Лингвисты стоят на пути создания «ментального словаря» (mental dictionary)52. Вслед за «порождающей грамматикой»53 (generative grammar) Хомского появляются соображения о «ментальных правилах» генеративности слов, что должно способствовать появлению новых, непредусмотренных ранее значений и, соответственно, слов и их комбинаций54. Сказанное выше об этимологии персидского слова gunbad хороший пример генеративности этого слова. Порождающие функции языка и отдельных слов распространяются не только на глубинные страты за-семантики слова, они основательно затрагивают и архитектурную форму. Порождающая сила слова создает морфофонетические структуры в иранском, сирийском и армянском языках, а вместе с тем и за-семантическое пространство, состоящее из синтаксической группы слов и форм, выходящих за пределы собственно языковой формы, о чем в упомянутой работе говорил Топоров. Таким образом, мы располагаем упорядоченным множеством языковых и внеязыковых трасформаций. В совместной книге современного французского архитектора Ж. Нувеля с философом Ж. Бодрийаром слова последнего служат иллюстрацией сказанному выше:
«Нуждаемся ли мы в сохранении идей? По крайней мере, мы могли бы сохранить возможность существования форм. Сохранения идей как форм. /…/ Действительно важно, чтобы мы вновь обнаружили новый концепт в старой идее, в ментальном пространстве этой идеи»55.
До Бодрийара о том же прозорливо высказался Витгенштейн:
«Возможность вхождения объекта в его со-бытие – его форма»56.
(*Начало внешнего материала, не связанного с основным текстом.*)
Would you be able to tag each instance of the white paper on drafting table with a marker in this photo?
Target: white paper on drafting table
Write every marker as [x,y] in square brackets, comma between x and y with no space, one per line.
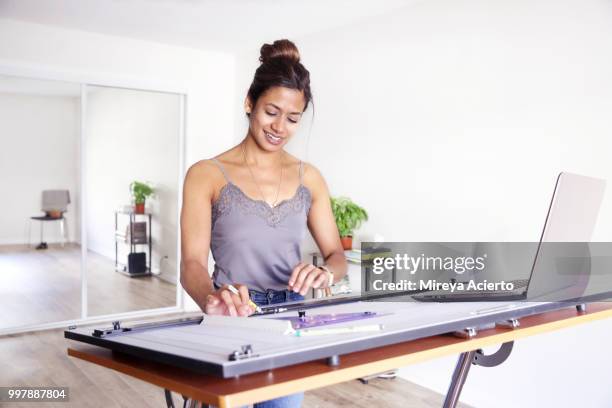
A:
[215,342]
Порождающие функции слова создают некое ментальное пространство, внутри которого находят себя и архитектурные формы. Конечно, Бодрийар прав, форма иранского купола в виде бутона цветка может расцениваться как сохранение транссемантической идеи слова gunbad.
Вместе с тем мы приходим к еще одному немаловажному выводу. Из всего сказанного выше о взаимоотношении динамики языковой и архитектурной формы становится очевидным, что естественный язык, а в данном случае это персидский язык, обладает дополнительными и, быть может, даже первичными функциями еще одного оптического режима. С его помощью удается наглядно высветить этимологические смыслы и формы, на первый взгляд, непривычных по форме вещей. В свою очередь, то же архитектурное знание должно непременно учитывать визуальный спектр естественного языка.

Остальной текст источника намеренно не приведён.